Out-of-network fees originated in the
1980s, when Medicare and Medicaid began reimbursing hospitals
prospectively rather than after-the-fact for some procedures.
Insurance companies then began to negotiate discounts for their
subscribers, in exchange for channeling those subscribers to
“approved” doctors and hospitals. By 1990, only people without
health insurance and international visitors were charged the “full
cost” of medical services—the out-of-network rate. For people
with health insurance, the “full cost” is really just funny
money—an unrealistically high charge that appears on their
statement. Health insurance pays only a fraction of that cost, and
the remainder is waived.
However, in June 2013, out-of-network
fees may become real money for many Western Pennsylvanians if UPMC,
the region's largest hospital chain, carries out its threat not to
negotiate an agreement with Highmark, the region's largest health
insurance company.
If we accept the Medicare reimbursement
rate as the real cost of hospitalization plus a modest profit for the
provider, then UPMC has an average markup of 850%. Dr. Gerald
Anderson, a health policy expert at Johns Hopkins University, is quoted as saying, “I think they have an ethical problem in trying
to say they should be paid eight times more than what it costs to
provide the service.”
This brings us to the presumed motive
for UPMC's and Highmark's behavior—monopoly control and the
ability to fix prices. Large corporations move toward monopolies
through two types of integration, horizontal and vertical.

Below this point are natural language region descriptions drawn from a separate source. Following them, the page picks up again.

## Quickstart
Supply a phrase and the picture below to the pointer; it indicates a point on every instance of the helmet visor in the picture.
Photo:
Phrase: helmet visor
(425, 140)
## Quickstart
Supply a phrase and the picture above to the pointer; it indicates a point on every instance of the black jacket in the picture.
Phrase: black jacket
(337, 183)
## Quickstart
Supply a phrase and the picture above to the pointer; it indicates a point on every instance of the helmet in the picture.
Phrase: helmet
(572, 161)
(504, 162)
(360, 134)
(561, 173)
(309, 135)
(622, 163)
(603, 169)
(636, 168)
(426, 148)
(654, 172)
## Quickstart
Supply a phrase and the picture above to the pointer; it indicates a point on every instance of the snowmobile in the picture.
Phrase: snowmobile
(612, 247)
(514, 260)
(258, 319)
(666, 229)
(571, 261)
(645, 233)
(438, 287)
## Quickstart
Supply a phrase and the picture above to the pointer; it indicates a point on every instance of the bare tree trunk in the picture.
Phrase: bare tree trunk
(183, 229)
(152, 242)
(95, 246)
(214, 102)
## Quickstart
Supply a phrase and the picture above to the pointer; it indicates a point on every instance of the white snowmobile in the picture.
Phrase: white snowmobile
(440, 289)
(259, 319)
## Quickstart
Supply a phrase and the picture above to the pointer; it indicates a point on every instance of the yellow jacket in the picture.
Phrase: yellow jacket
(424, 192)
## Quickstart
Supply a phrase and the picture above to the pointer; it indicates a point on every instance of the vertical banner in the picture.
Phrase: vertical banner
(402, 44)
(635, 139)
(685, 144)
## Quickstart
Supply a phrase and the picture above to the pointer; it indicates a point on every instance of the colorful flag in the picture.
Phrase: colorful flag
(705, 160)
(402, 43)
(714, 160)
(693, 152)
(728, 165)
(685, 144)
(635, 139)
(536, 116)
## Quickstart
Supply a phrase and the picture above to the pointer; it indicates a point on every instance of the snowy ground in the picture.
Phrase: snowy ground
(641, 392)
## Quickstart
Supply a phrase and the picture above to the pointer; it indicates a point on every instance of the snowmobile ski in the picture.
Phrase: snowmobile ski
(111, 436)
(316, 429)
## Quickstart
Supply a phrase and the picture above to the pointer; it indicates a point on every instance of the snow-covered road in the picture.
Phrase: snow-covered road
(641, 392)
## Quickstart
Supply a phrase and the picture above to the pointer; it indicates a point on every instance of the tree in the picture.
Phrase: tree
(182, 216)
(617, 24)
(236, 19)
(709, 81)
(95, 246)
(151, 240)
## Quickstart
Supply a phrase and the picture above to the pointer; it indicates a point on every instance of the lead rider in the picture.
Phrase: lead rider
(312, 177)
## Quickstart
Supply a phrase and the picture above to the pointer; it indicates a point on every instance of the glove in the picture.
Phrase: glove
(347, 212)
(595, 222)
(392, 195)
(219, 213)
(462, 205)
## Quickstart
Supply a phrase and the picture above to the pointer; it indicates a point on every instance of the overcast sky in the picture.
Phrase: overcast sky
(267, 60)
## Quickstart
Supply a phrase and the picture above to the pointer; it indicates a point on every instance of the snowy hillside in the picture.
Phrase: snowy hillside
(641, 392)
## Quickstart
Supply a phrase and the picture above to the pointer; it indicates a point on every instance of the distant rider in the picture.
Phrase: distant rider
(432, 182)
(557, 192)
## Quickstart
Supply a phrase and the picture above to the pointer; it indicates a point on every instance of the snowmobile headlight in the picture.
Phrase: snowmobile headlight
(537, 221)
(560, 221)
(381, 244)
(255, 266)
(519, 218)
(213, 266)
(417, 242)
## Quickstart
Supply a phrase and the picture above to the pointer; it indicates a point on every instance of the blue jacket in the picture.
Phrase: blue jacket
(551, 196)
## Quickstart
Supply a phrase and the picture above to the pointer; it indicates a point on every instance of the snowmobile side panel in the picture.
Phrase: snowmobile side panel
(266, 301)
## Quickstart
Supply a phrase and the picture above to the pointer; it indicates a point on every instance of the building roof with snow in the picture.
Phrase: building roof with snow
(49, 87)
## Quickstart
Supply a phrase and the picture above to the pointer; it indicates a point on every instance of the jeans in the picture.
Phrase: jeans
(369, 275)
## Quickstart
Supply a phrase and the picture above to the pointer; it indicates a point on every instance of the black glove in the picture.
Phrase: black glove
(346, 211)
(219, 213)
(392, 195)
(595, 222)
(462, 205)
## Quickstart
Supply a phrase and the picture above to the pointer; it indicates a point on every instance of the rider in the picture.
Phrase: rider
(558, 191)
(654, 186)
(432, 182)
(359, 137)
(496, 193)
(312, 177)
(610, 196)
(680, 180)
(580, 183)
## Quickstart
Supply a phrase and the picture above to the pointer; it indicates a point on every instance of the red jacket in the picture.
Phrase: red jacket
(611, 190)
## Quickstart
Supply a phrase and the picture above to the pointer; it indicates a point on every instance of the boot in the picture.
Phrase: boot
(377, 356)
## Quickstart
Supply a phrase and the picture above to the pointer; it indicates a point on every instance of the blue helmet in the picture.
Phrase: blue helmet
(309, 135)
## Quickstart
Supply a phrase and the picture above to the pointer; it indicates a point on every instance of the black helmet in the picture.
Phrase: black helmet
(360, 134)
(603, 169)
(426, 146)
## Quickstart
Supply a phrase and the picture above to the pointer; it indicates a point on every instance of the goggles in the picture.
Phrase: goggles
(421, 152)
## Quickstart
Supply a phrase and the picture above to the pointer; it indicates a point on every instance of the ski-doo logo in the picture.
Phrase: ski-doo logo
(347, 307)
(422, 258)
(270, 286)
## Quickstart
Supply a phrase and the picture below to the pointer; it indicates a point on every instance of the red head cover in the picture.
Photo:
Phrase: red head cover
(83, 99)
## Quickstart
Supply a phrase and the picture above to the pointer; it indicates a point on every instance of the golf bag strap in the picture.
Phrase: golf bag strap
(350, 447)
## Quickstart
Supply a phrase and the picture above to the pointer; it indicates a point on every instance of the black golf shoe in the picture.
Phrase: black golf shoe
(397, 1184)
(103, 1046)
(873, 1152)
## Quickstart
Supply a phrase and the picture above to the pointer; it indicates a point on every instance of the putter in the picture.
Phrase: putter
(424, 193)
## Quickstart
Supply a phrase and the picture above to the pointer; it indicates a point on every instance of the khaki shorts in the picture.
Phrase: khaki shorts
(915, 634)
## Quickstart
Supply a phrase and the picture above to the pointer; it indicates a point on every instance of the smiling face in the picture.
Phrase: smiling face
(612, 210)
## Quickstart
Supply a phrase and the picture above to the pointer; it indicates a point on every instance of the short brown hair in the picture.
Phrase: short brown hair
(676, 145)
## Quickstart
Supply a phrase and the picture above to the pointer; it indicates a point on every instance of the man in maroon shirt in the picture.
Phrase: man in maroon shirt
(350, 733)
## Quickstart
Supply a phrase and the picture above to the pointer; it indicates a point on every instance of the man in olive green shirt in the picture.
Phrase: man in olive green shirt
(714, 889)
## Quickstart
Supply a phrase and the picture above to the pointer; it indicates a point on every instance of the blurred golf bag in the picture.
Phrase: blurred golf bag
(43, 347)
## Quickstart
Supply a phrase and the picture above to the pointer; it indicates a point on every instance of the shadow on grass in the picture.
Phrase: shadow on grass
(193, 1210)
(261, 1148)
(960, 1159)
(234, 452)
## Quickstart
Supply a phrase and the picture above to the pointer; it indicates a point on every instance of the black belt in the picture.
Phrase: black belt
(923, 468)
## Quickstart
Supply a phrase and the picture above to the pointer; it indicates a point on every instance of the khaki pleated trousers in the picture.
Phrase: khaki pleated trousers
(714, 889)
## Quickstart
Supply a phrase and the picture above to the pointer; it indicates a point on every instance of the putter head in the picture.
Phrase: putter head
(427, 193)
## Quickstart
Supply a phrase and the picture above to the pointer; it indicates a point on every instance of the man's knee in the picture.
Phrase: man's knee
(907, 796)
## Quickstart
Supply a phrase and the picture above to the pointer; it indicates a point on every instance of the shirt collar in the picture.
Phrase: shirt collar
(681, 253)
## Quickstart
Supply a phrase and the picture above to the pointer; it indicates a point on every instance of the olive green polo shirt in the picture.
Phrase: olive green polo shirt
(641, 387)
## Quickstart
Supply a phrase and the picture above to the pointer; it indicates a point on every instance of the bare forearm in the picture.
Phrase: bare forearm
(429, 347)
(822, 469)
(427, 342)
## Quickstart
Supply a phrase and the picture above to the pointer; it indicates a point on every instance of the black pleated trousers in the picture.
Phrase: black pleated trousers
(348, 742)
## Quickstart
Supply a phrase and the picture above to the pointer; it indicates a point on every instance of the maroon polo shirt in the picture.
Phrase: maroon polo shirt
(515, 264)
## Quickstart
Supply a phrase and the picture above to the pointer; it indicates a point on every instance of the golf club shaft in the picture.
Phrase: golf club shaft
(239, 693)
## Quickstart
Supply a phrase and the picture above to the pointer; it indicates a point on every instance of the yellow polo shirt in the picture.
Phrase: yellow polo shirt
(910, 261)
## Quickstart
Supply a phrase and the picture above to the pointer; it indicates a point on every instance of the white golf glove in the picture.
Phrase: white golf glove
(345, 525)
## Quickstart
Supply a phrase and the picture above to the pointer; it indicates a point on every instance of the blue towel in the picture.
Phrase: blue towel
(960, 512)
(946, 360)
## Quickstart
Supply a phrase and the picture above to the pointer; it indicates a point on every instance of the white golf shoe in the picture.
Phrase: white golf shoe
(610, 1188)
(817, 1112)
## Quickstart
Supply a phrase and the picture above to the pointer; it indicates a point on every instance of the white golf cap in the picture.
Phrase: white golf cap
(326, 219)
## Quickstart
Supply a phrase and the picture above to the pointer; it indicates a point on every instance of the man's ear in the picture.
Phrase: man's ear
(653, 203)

Horizontal integration occurs when
companies buy out competitors that provide the same product or
service, thereby increasing their market share. For the last decade,
UPMC has been aggressively buying other hospitals in the region. AGH
is its only major remaining competitor. If it provides an essential
service and has no competitors, it can charge whatever it wants.
Vertical integration occurs when a
company controls several stages in the supply chain that produces a
product or service. For example, a company that sells natural gas to
consumers may also own gas wells and control prices by speeding up
or slowing down production. Or a movie studio may own a theatre
chain which preferentially books its films and refuses to book films
by competitors. In 1998, UPMC started its own health insurance
division, the UPMC Health Plan. Highmark retaliated by agreeing to
purchase AGH. Of course, both hospitals and insurance companies can
use the threat of out-of-network fees to pressure clients to purchase
the complementary service from its own affiliate.
It appears that both UPMC and Highmark
are trying to obtain monopoly control of the health care system in
Western Pennsylvania. Since our very lives are at stake, if either
of these “nonprofits” achieves their goal, they will be in a
position to make us what organized crime calls “an offer we can't
refuse.”
Of course, this kind of outrageous profit-taking would disappear under a single payer health care system.
Of course, this kind of outrageous profit-taking would disappear under a single payer health care system.